Quanah Gibson-Mount wrote:
Please test RE24 and report any issues. All known regressions are now believed fixed. Thanks!
All tests passed on OpenSUSE 10.3 x86-64.
test056 failed on Ubuntu 9.04 x86-64 on the connection output. Running again succeeded. Comparing the slapd.1.log files from the bad run to the good run, something very odd shows up:
In the good run, the conn=1 op=0 RESULT is logged earlier - at the time it should be:
@@ -417,12 +417,14 @@ send_ldap_result: err=0 matched="" text="" send_ldap_response: msgid=1 tag=97 err=0 ber_flush2: 14 bytes to sd 13 +conn=1 op=0 RESULT tag=97 err=0 text= +do_bind: v3 anonymous bind connection_get(13) connection_get(13): got connid=1 connection_read(13): checking for input on id=1 ber_get_next ber_get_next: tag 0x30 len 422 contents: -op tag 99, time 1246147222 +op tag 99, time 1246147432 ber_get_next conn=1 op=1 do_search ber_scanf fmt ({miiiib) ber:
In the failed run, the op=0 RESULT is logged much later, after op=2 was already handled:
@@ -470,15 +472,268 @@ connection_read(13): checking for input on id=1 ber_get_next ber_get_next: tag 0x30 len 5 contents: -op tag 66, time 1246147222 +op tag 66, time 1246147432 ber_get_next ber_get_next on fd 13 failed errno=0 (Success) conn=1 op=2 do_unbind conn=1 op=2 UNBIND -conn=1 op=0 RESULT tag=97 err=0 text= -do_bind: v3 anonymous bind connection_close: conn=1 sd=13 conn=1 fd=13 closed +slap_listener_activate(7): +>>> slap_listener(ldap://localhost:9011/) +conn=2 fd=13 ACCEPT from IP=127.0.0.1:38898 (IP=127.0.0.1:9011) +connection_get(13) +connection_get(13): got connid=2 +connection_read(13): checking for input on id=2 +ber_get_next +ber_get_next: tag 0x30 len 12 contents: +op tag 96, time 1246147432
So, the monitor output disagrees: --- testrun.X/ldapsearch.flt 2009-06-27 17:00:22.000000000 -0700 +++ testdata/monitor1.out 2009-04-27 15:50:11.000000000 -0700 @@ -2,9 +2,9 @@ structuralObjectClass: monitorConnection monitorConnectionProtocol: 3 monitorConnectionOpsReceived: 2 -monitorConnectionOpsExecuting: 2 +monitorConnectionOpsExecuting: 1 monitorConnectionOpsPending: 0 -monitorConnectionOpsCompleted: 0 +monitorConnectionOpsCompleted: 1 monitorConnectionGet: 2 monitorConnectionRead: 2 monitorConnectionWrite: 0
because op=0 is still outstanding when the op=1 search runs. In both cases, the actual result was sent to the client at the same time (see the ber_flush2 message), but after it succeeded something prevented it from making further progress. Which is pretty odd, because after that it just does a cond_signal and a mutex_unlock. After ber_free_buf() it just gets a mutex on its counters so it can increment a couple items, but that should be a freebie now since each operation has its per-thread counter structure. I guess it's possible that the malloc library is locking us along the way, or even the stdio library.

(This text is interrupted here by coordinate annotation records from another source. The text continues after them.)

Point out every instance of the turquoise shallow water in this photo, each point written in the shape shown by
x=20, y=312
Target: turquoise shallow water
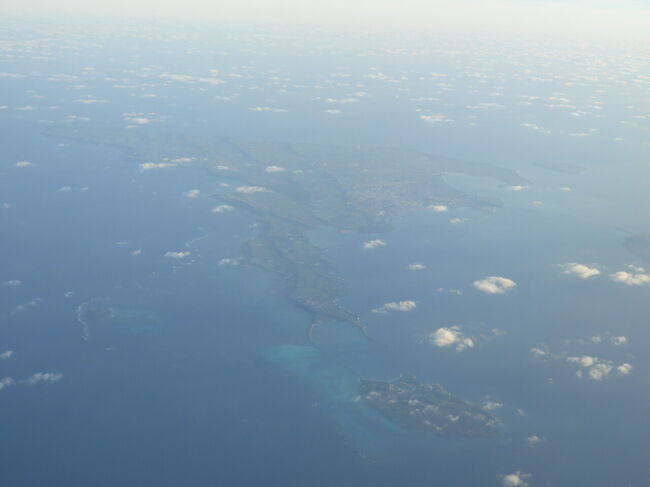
x=204, y=375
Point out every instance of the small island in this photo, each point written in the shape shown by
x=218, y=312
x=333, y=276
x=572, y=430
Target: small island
x=417, y=406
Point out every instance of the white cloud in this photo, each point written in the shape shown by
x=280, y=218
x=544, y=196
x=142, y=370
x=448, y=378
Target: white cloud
x=147, y=166
x=186, y=78
x=597, y=369
x=373, y=244
x=515, y=479
x=456, y=221
x=637, y=277
x=446, y=337
x=584, y=361
x=533, y=440
x=268, y=109
x=192, y=193
x=40, y=377
x=624, y=369
x=535, y=127
x=223, y=209
x=342, y=100
x=140, y=120
x=492, y=405
x=580, y=270
x=434, y=118
x=177, y=255
x=396, y=306
x=250, y=189
x=538, y=352
x=494, y=285
x=438, y=208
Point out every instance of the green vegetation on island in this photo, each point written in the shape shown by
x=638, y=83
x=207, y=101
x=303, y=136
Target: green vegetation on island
x=417, y=406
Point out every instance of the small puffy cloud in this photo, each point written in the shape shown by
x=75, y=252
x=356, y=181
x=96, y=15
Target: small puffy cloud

Not sure if this is identical to ITS#5966, it doesn't seem like it. It also doesn't seem like something we should hold the release for; the monitor output is correct even if it's not what we expected to see.
Alternatively, we might consider moving the reset
if ( op->o_conn->c_conn_state == SLAP_C_BINDING ) op->o_conn->c_conn_state = SLAP_C_ACTIVE;
from connection_bind_cb() to connection_bind_cleanup_cb(), to prevent ops from getting dequeued until we're really free and clear.